The turn-on waveforms of the gate-source voltage v_GS, drain current $i_{\mathrm{D}}$, drain-source voltage $v_{\mathrm{DS}}$, and switching loss based on different gate drivers are given in Figure 10, and the experiment was conducted under an input voltage of 600 V and an output current of 21 A.

The experimental comparison results of the turn-on process are shown in

Table 6. Experimental results of the turn-on process based on different gate drivers.

Turn-on Parameters	Driver 1 (24 V/10 Ω)	Driver 2 (19 V/50 Ω)	Proposed Gate Driver
Current spike	32 A	22.7 A	26.6 A
Delay time	18 ns	60 ns	19 ns
Current-rising time	24 ns	164 ns	24 ns
Voltage-dropping time	60 ns	350 ns	129 ns
Turn-on loss	0.203 mJ	2.031 mJ	0.494 mJ

.

When using a traditional driver with driving parameters of 24 V/10 Ω, the SiC MOSFET has the fastest turn-on speed and the lowest turn-on loss but the highest current spike. When using a traditional driver with driving parameters of 19 V/50 Ω, the turn-on current spike of the SiC MOSFET is reduced by 9.3 A, but the turn-on loss increases by 1.828 mJ. When using the novel drive circuit, the turn-on current spike is reduced by 5.4 A and the turn-on loss is only increased by 0.291 mJ.

4.3. Test Results of the Turn-Off Process

The turn-off waveforms based on different gate drivers are given in Figure 11.

The experimental comparison results of the turn-off process are shown in

Table 7. Experimental results of turn-off process based on different gate drivers.

Turn-off Parameters	Driver 1 (−5 V/10 Ω)	Driver 2 (0 V/50 Ω)	Proposed Gate Driver
Voltage spike	765 V	620 V	660 V
Delay time	24 ns	400 ns	25 ns
Voltage-rising time	20 ns	220 ns	19 ns
Current-dropping time	20 ns	290 ns	45 ns
Turn-off loss	0.179 mJ	1.675 mJ	0.257mJ

. When using traditional driver with the driving parameter of −5 V/10 Ω, the SiC MOSFET has the fastest turn-off speed, the lowest turn-off loss, but the largest voltage spike. The turn-off voltage spike of the SiC MOSFET is reduced by 145 V when the traditional driver adopts the driving parameter of 0 V/50 Ω, but the turn-off loss increases by 1.496 mJ. When using the proposed gate driver, the turn-off voltage spike is reduced by 105 V and the turn-off loss is only increased by 0.078 mJ.
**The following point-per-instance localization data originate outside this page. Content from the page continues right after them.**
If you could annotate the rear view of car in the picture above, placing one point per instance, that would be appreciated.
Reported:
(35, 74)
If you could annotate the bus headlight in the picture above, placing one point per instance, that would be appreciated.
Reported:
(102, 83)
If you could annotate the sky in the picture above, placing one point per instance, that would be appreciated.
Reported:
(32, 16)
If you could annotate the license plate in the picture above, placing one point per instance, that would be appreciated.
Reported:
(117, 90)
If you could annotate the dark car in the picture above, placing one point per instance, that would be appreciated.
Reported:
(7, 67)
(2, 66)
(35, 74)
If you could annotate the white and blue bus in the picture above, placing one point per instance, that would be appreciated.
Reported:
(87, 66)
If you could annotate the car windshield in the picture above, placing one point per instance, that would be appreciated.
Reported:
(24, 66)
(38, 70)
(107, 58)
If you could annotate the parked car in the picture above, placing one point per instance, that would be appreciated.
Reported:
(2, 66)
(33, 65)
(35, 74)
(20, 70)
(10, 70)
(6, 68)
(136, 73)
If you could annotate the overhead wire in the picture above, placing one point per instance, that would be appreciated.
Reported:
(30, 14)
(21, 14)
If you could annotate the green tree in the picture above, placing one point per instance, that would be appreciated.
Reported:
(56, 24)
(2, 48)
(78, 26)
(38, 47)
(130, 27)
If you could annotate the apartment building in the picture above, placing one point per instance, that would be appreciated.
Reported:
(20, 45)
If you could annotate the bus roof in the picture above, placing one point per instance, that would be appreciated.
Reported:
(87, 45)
4.4. Test Results under Different Working Conditions

Figure 12 shows the experimental test results with different gate drivers for respective input voltage and output current of 400 V/11 A, 500 V/16 A, 600 V/21 A. According to the test results, the traditional gate driver with the driving parameters 24 V/10 Ω and −5 V/10 Ω has the highest turn-on overcurrent, highest turn-off overvoltage, fastest switching speed, and lowest switching loss. Although the traditional gate driver with driving parameters 19 V/50 Ω and 0 V/50 Ω can suppress the turn-on overcurrent and turn-off overvoltage of the SiC MOSFET, the switching loss increases rapidly.
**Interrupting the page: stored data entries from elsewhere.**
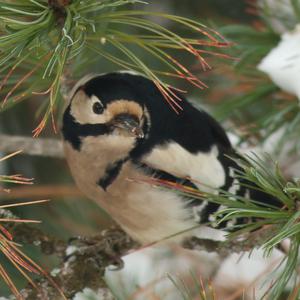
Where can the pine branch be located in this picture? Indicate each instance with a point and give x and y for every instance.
(31, 146)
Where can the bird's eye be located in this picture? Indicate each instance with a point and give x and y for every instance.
(97, 108)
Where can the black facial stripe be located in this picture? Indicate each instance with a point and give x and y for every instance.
(111, 173)
(72, 131)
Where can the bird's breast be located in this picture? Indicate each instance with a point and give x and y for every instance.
(147, 213)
By comparison, the proposed gate driver can suppress the turn-on overcurrent and turn-off overvoltage of the SiC MOSFET effectively and has little effect on switching loss.

5. Conclusions

This paper analyzed the causes of the turn-on overshoot current, turn-off overvoltage, and switching oscillation of SiC MOSFETs. The analysis results verified that the turn-on overcurrent and turn-off overvoltage can be suppressed by reducing the amplitude of the driving voltage v_P and increasing the external gate resistance. Based on the theoretical analysis, this paper proposed a novel gate driver based on the variable driving voltage and variable gate resistance topology for SiC MOSFETs. The proposed gate driver was tested under different working conditions to verify its suppression effect on the turn-on overcurrent and turn-off overvoltage of SiC MOSFETs. The experimental test results show that the proposed gate driver can suppress the turn-on overcurrent and turn-off overvoltage of SiC MOSFETs effectively and has little effect on switching loss.

The proposed gate driver can effectively suppress the overvoltage and overcurrent of SiC MOSFETs when compared with the conventional gate drivers. However, it requires five additional digital signals to drive S₁‒S₄ and S_A1‒S_A2. In the future, the manufacturer of the gate driver can integrate the proposed gate drive circuit into an integrated gate driver chip to achieve simple control of the proposed gate driver. This is of great significance to promote the wide use of SiC MOSFETs in high-frequency applications.